Thanks, D'Arcy, for the enlightening post. One part of the equation I do not see emerging yet: When will we collectively agree, as a nation, that (a) we should pay a higher part of our income for foodstuffs than we do now; and (b) that not all of the cost of improving the livelihoods of workers are to be born by the consumers? As to my first point, as Time Magazine recently pointed out, Americans pay on an average about 7% of their income on food, compared with 15-20% in other developed nations, and even higher proportion elsewhere. I will explore the consequences of this in a later, fuller post, but for now, let's move on to the other point: farms and factories alike are likely passing on the price of a living wage to the consumers, instead of decreasing their profit margin, essentially continuing the oppression of the working classes (who are not only the makers of the goods produced but are also the primary consumers of them).

Dusty said...

This post is really great and informative.

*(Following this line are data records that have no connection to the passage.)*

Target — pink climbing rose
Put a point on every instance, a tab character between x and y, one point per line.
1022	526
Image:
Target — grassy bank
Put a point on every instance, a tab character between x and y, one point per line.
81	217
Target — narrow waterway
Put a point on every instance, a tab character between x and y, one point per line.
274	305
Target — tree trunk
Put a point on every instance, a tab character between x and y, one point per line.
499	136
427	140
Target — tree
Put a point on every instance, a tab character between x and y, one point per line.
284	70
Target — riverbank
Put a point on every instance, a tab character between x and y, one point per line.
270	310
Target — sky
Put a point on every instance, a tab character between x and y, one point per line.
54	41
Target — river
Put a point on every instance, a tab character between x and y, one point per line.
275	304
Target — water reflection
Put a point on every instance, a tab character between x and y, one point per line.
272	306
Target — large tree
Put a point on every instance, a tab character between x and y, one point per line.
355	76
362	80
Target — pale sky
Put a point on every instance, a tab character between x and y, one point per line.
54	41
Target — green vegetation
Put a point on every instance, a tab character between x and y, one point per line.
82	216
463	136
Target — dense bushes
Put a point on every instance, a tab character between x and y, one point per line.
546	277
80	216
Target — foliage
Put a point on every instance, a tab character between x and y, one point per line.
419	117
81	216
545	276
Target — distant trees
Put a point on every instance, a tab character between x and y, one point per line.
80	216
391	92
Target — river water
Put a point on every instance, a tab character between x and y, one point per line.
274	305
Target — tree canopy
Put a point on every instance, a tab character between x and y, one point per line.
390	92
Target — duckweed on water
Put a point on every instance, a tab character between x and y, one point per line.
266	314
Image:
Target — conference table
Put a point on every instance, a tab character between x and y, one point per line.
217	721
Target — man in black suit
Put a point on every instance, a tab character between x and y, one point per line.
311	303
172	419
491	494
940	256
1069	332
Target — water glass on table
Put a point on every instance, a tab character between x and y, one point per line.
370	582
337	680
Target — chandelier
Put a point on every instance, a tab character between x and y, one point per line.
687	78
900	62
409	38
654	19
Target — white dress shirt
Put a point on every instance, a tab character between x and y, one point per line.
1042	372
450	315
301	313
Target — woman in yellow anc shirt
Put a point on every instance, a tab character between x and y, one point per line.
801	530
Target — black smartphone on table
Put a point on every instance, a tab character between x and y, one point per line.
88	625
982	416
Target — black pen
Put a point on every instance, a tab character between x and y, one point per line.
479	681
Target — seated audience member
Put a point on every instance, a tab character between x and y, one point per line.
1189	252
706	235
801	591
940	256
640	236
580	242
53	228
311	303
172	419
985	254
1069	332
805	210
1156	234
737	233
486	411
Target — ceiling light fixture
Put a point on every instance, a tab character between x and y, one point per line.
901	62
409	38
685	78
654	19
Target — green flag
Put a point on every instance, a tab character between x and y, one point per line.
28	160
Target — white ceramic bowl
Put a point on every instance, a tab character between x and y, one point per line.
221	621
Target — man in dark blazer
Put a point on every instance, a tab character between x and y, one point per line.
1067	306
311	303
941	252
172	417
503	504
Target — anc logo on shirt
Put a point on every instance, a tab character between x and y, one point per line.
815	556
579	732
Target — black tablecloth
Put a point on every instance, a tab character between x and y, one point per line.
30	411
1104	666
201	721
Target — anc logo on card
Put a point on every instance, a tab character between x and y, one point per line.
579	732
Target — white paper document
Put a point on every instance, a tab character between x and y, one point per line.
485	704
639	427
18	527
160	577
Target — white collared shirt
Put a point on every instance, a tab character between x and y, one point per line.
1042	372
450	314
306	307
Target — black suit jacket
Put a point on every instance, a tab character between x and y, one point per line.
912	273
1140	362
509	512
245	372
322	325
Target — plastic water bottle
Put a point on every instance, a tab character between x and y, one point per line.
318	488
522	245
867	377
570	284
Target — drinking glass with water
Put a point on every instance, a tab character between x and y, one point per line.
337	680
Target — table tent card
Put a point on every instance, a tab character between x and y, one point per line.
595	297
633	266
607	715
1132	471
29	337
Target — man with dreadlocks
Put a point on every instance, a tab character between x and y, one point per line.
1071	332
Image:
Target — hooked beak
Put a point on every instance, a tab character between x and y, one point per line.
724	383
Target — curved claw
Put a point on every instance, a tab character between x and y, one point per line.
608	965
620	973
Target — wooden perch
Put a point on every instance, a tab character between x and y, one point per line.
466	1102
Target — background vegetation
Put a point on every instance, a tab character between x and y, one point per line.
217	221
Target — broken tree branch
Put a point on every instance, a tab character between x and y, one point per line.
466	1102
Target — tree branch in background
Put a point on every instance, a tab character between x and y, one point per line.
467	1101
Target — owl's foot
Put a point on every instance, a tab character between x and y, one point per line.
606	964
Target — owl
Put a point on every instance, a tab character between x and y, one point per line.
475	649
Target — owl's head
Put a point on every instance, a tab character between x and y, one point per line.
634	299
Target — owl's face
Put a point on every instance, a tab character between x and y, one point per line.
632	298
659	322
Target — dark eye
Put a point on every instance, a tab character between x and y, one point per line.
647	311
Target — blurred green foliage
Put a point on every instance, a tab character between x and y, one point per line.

It brought up for me a question that comes up alot as i think about power distributions in farm labor. Especially as more people return to "homesteading" and having small family worked/family run farms, I have wondered if the Farm Bill subsidies apply only to farms of a certain size or acreage. For instance, does a self run farm of 10 acres get the same access to subsidy as a labor run farmer owned larger farm of say 200 acres? I fear that the smaller farms can not access the national benefits the same way.

Caitlin said...

My mom moved us to Salinas in 2000, to a house literally 100 feet away from a field that frequently grows green leafy vegetables that are eventually shipped all over the US-- as an aside, Salinas Valley has been dubbed the "Salad Bowl of the World," and I have yet to find spinach anywhere in the US that was not grown at my doorstep. That being said that effects of little legal protections on the workers can be seen on a day to day basis. Fellow students in my classes growing up were undocumented, or the children of farm laborers. Many would disappear, or come to school hungry, or fail to do their homework. They had no additional support in schools, and I wish I had some first hand knowledge of the kinds of interactions they and their parents had with police, but I fear that I was too young at the time to understand fully what was happening. I think that it is only getting worse. The food lobby is one of the most powerful in the nation, and non-citizens and non-immigrants continue to have their rights stripped away by the courts. Unfortunately, I fear that no one really cares.